Meskipun memang mustahil

"Nak Noel kamu kenapa?" Galen mengangkat kepalanya saat lamunannya buyar dengan suara bundanya Zea.

"Tan, kayaknya hujan udah reda, saya pamit pulang dulu,"

"O-oh gitu... Gak mau nginep aja Noel? Sekarang udah jam sembilan malem loh nak."

"Gak Tan, seragam saya ada di apartement."

"Kamu punya apertement?" Galen menganggukan kepalanya.

"Ya udah kalo gitu, tante gak maksa." "Makasih Tan."

Mereka menyelesaikan perdebatannya, pria itu berdiri lalu mencium tangan punggung kedua orang tuanya Zea.
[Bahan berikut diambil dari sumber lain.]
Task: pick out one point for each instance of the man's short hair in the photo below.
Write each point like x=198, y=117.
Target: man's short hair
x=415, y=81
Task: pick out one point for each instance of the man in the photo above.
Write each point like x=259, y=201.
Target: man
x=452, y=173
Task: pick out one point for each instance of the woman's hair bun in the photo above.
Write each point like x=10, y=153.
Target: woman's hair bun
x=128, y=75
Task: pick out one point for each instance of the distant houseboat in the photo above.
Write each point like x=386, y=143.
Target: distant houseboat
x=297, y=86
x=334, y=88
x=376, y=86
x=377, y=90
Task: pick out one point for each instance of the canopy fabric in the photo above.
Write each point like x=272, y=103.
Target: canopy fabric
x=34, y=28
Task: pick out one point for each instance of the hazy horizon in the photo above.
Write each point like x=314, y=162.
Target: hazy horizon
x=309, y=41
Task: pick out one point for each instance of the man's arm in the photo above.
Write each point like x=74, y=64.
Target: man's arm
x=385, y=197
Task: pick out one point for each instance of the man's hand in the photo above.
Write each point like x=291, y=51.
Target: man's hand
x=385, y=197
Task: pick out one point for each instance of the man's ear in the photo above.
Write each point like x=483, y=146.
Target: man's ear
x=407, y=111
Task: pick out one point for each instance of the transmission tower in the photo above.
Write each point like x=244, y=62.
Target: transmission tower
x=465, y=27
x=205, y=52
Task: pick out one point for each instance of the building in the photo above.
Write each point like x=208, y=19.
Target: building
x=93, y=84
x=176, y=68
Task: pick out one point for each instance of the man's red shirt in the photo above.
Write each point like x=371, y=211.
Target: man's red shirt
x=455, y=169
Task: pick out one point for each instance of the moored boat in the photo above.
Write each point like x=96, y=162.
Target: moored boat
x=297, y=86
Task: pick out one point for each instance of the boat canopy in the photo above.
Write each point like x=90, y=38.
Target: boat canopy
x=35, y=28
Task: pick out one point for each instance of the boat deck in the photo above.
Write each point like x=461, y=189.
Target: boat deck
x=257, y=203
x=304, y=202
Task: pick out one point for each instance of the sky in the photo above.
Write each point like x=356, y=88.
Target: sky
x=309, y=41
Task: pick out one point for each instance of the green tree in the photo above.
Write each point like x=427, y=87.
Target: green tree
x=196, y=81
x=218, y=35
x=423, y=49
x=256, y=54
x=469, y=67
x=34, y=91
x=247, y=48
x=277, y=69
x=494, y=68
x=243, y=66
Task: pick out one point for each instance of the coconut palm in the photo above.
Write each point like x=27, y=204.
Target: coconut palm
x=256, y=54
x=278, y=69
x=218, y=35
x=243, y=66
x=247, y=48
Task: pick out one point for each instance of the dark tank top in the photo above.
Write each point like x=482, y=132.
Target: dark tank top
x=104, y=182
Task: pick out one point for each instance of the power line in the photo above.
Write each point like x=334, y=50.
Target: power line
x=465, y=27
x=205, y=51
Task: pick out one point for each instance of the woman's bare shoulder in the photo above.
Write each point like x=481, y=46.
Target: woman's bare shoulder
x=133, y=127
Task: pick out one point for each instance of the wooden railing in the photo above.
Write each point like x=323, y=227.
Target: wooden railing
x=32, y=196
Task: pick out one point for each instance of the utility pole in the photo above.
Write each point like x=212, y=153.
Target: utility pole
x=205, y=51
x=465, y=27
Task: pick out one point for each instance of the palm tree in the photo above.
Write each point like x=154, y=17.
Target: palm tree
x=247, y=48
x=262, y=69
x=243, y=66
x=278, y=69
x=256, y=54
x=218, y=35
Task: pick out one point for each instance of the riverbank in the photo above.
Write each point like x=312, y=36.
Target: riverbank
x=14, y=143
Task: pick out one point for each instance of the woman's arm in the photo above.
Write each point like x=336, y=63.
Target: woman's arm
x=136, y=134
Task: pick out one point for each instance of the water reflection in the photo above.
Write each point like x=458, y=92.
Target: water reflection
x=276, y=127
"Zea, kamu antar temen kamu ke depan," Zea yang di perintahkan hanya mengangguk saja.

Kamila merasa ada kesedihan di

mata pria itu, pemuda itu pandai sekali menutupi kesedihannya lewat dengan raut wajah datarnya.

Keduanya sudah ada di teras depan rumah Zea.

Galen berjalan menuju motornya yang terparkir di garasi pekarangan rumah Zea.

Lalu pria itu menaiki motor miliknya.

"Galen, hati-hati di jalan ya" ucapnya, seraya tersenyum manis.

Hati Galen menghangat.

Perempuan itu melambai tangannya sambil tersenyum manis.

Di balas senyuman juga oleh Galen. Tak lama Motor Galen melenggang pergi.

Zea bergeming di tempat.

la melihat senyuman tulus pria itu. Yang jarang di lihat oleh kebanyakan orang.

Mengapa Galen begitu tampan? Sampai ia tak sadar pipinya sudah memerah merona.

Zea menggelengkan kepalanya, ia tak mungkin tertarikan? Pasti, karana hanya Axel saja yang ia cintai.

Tanpa sadar Zea adalah orang yang beruntung mendapatkan senyuman itu selain omanya. Untuk pertama kalinya Pria itu senyum dengan senyuman tulus yang di berikan untuk Zea.